Which are the poles of this integral and what order do they have?
$$\oint_D\left(\frac{\cos(\pi z/2)}{(z^2+i)(\sin^{2}(\pi z)}\right)\,dz$$
where $D$ is $|z|<3/2$.
In my opinion the should be $z= -\frac{\sqrt(2)}{2}+i\frac{\sqrt(2)}{2}$,
$z= \frac{\sqrt(2)}{2}-i\frac{\sqrt(2)}{2}$
poles of the first order.
and $z=0$ pole of the second order
and $z=1$ pole of the first order.
But wolfram doesn't find those two. do you know which are the poles for this function ?
It is probably best to write the function so that you do not have shared zeroes of numerator and denominator.
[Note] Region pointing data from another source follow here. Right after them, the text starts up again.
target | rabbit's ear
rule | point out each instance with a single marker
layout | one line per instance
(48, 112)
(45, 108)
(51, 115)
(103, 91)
We have $\sin(\pi z )=2\sin \frac{\pi z}2 \cos\frac{\pi z}2$ so your function is $$f(z) = \frac{1}{4(z^2+i)\sin^2\frac{\pi z}2\cos \frac{\pi z }2} $$ This clearly has a simple pole at the zeroes of $z^2+i$ that you calculated correctly above, simple poles at the zeroes of $\cos \frac{\pi z}2$, so at $+1$ and $-1$, and double poles at the zeroes of $\sin \frac{\pi z}2$. The only zero of that function in $D$ is $0$.
So summing up, all you have missed is an additional simple pole at $-1$.